Artificial intelligence and machine learning and most of the cutting edge technologies are relatively early in Africa. Do you see considerate market demand, and do you think the market is inspiring your product development?

Yes. There is a market readiness report that was done by Microsoft for Nigeria, Kenya, South Africa, Egypt, and Morocco exploring corporations and application use cases in these countries. There’s much movement towards the use of AI in Africa generally. Especially, now because of the disruptions that have been caused by COVID. People are going to start speeding up digital transformations in their organizations. They are going to start thinking about how they can use AI.

After the Africa4Future showcase, we gained more traction with many companies approaching us to learn how our AI can improve their business processes, especially in the financial and health sectors.

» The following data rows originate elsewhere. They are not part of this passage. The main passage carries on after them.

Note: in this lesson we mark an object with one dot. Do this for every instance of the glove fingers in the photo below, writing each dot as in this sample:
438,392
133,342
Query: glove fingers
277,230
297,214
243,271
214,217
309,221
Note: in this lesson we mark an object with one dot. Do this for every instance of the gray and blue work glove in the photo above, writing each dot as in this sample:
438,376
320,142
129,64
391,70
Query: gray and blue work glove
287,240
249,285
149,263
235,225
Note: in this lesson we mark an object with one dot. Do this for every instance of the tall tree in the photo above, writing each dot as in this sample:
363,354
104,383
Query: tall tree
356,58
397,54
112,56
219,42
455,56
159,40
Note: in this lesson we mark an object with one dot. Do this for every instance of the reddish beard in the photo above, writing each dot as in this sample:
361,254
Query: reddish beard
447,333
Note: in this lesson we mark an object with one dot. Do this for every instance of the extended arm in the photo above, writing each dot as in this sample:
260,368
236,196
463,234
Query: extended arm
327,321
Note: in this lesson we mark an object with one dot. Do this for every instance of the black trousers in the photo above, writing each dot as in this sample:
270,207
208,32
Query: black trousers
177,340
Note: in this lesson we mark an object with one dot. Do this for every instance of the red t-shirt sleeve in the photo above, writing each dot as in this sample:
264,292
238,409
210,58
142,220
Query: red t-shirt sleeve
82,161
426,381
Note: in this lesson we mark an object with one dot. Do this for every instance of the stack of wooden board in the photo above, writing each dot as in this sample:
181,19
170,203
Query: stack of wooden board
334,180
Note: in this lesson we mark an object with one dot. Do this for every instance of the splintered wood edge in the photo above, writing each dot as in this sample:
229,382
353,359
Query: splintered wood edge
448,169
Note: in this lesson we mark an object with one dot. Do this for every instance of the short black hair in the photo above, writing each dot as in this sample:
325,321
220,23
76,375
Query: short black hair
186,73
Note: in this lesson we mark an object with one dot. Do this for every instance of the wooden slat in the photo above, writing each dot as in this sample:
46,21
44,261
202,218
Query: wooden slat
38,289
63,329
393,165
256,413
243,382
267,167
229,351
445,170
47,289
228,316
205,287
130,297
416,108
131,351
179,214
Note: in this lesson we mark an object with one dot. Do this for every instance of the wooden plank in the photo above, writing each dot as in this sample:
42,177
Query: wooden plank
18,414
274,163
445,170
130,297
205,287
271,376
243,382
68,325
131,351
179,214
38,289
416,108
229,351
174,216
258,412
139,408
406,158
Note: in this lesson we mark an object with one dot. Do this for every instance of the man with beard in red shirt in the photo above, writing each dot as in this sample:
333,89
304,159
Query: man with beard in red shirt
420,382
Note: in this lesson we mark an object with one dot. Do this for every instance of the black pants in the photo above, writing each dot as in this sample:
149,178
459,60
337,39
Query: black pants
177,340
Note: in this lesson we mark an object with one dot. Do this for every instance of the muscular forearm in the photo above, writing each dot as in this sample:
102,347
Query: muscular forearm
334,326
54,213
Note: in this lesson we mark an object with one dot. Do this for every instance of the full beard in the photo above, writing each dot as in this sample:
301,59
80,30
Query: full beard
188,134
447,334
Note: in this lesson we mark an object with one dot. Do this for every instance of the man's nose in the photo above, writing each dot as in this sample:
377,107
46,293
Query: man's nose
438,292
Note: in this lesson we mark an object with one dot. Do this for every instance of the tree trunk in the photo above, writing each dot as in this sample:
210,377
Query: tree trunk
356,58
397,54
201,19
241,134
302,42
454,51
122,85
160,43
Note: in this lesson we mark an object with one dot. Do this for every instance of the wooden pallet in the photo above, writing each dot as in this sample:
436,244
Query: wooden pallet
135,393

Right now, most of the labelling work we are doing is for clients who are in the US, Asia and Europe. We see that the market is still growing. However, we want to be the ones who are going to help the market to grow here in Africa, because AI is very much like electricity, for you to generate electricity, you need to be near the generation source. AI is very contextual and requires contextual data. We cannot benefit much from AI developed outside of the continent. We need to develop AI-based on the specific needs we have in each of the 54 African countries. 

Interestingly, you mentioned contextual data for AI, especially in Africa, where there is often a scarcity of data. You said you see growing demand from Asia, Europe and the US? Are these demands for contextual data in Africa?

No. The demand is for data labelling for their use cases. But we have talked to some researchers who are looking to develop models for Africa. For example, in health care for skin cancer detection. In this case, the data they use is from Caucasian skin, and that cannot work appropriately in Africa for a majority of the population. We have had corporations with such interest in contextual data from Africa approach us. They have their own AI and approached us to help them to do the labelling of hundreds of thousands of images and data that they have.

Do you see further intersections between satellite and space technologies with AI in terms of application use cases?


Yes, absolutely. There are so many use cases. Satellite data can be used in the real estate space, retail, agriculture, financial markets, forestry, security and maritime surveillance and many more application areas. 

What is your experience with the Africa4future Aerospace Acceleration program? What has changed in your business model as a result of what you learned from the program?

We were not focused on the use of satellite imagery and the opportunities there before we joined the accelerator. So the accelerator opportunity has been fantastic in terms of opening us up to other possibilities of using satellite data which we thought was limited to agriculture. It has opened our minds as well in terms of the technical expertise and connection to Airbus, an industry leader. We see Airbus as a potential client and partner, and more people have come to trust our reputation because we participated in the acceleration program.